Free-flying hematophagous insects must have flourished during the warm interglacials in the Pleistocene. Large herbivorous mammals dominated the landscape, and hematovores probably required few specialized adaptations for contacting suitable hosts. However, events following the last glacial period, approximately 10,000 years ago, set in motion changes that put new pressures on blood-feeding insects. Mass extinctions of large land mammals coincided with expanding human populations. Nomadic, hunter-gatherer societies were turning to agriculture, and several wild animals gradually were being tamed for use. The vanishing supply of large mammals probably accelerated insects’ development of more efficient, but not necessarily more specific, mechanisms for finding blood. Modern mosquitoes still seem to rely on varying combinations and levels of general host cues instead of unique chemicals. More highly refined sensory mechanisms were needed for locating small, cryptic hosts.

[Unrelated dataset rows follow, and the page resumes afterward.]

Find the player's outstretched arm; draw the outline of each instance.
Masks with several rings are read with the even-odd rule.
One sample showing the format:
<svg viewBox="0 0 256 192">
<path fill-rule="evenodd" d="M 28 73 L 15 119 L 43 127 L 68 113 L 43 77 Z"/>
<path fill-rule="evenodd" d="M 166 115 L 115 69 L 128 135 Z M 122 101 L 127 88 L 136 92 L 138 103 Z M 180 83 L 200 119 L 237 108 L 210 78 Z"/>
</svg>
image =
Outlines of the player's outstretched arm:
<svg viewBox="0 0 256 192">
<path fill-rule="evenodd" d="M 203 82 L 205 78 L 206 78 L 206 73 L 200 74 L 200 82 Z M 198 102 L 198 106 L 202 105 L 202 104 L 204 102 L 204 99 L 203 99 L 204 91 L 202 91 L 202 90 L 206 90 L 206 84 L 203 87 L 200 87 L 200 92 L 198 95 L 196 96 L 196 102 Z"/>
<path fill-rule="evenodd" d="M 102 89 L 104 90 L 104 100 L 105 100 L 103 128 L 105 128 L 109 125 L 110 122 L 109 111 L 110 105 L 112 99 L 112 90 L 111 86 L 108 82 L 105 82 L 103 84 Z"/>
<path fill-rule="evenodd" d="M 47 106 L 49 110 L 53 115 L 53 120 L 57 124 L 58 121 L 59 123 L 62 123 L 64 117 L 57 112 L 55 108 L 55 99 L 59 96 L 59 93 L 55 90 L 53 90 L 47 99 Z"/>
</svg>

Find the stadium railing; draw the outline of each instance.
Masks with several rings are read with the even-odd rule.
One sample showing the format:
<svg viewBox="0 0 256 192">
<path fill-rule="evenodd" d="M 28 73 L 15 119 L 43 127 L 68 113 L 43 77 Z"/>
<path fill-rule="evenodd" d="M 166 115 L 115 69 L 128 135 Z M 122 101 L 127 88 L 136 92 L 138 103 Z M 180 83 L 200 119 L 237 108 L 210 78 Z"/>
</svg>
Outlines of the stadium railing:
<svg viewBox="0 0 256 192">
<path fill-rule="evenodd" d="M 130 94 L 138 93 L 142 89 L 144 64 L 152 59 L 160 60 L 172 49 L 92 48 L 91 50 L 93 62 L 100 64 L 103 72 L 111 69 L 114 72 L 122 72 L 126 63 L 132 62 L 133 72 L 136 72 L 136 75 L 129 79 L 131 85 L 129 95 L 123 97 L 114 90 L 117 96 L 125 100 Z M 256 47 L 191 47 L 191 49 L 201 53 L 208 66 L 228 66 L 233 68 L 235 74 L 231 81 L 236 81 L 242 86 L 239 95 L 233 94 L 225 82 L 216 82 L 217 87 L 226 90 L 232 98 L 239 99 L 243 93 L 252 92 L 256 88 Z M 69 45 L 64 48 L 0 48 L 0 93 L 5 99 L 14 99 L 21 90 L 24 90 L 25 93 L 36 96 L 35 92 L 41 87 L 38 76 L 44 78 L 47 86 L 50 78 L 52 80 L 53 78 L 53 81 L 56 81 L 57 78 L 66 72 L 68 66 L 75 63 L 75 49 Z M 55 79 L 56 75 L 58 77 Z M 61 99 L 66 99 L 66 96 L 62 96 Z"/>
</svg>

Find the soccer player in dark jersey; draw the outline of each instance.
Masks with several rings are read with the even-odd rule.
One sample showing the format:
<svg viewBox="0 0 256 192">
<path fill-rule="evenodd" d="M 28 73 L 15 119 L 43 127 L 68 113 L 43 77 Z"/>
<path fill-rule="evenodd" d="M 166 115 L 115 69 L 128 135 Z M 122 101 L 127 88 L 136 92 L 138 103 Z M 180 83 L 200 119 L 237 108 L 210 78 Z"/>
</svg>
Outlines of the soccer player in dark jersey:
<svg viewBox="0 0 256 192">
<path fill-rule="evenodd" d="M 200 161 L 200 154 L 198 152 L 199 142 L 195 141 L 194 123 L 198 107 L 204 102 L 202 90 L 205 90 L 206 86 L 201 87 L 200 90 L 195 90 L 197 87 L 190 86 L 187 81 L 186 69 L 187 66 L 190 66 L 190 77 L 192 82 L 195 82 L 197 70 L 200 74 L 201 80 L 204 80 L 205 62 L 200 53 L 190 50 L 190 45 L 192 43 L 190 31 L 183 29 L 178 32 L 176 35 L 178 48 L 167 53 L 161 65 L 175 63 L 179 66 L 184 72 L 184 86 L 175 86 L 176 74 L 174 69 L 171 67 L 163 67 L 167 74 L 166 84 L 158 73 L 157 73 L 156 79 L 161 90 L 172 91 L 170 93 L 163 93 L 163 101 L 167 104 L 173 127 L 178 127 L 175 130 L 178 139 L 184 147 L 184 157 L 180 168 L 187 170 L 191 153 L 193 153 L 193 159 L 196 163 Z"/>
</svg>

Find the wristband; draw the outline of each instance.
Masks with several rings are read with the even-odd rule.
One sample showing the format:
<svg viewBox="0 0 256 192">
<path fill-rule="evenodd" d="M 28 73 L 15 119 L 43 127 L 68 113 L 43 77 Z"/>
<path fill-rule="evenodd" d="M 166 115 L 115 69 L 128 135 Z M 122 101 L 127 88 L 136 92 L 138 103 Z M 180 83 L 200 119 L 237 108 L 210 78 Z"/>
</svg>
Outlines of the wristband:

In general, feeding specializations beyond those suited for a specific habitat have been slow to develop. The depauperate nature of vertebrate populations throughout postglacial times must be one of the main reasons most mosquitoes continue to depend on general cues and feed on a broad range of hosts. Data on facultative autogeny and field engorgement rates support this argument.

Surface water, a requirement of both vertebrates and mosquitoes, may have served as an environmental magnet that regularly brought hosts and mosquitoes into close contact, especially when water and hosts were scarce. Species with highly restricted larval habitats had to abandon blood feeding altogether or adapt to smaller hosts whose home ranges overlapped their own restricted habitat. Small hosts had less blood to share with parasites, and consequently they developed behaviors for effectively limiting blood feeding. Mosquitoes that feed on small hosts generally have lower population densities and behaviors for successfully penetrating and surviving hosts’ attempts to repel them. Examples of such adaptive behavior are presented, and it is proposed that most vectors that successfully feed on humans are derived from rodent- or bird-feeding ancestors.

As humans continued to dominate the environment, those mosquitoes that adapted to human-altered larval habitats were increasingly successful. Humans were often the principal blood source in these habitats. Domestic livestock became important hosts when introduced, but their disappearance during times of food shortage or disease stress made them less reliable than humans. In the future, even more efficient human-feeding species are apt to evolve unless steps are taken to discourage host behaviors that encourage frequent contact. The reduction of vector-borne diseases by promoting human behavioral changes is a strategy that deserves more emphasis.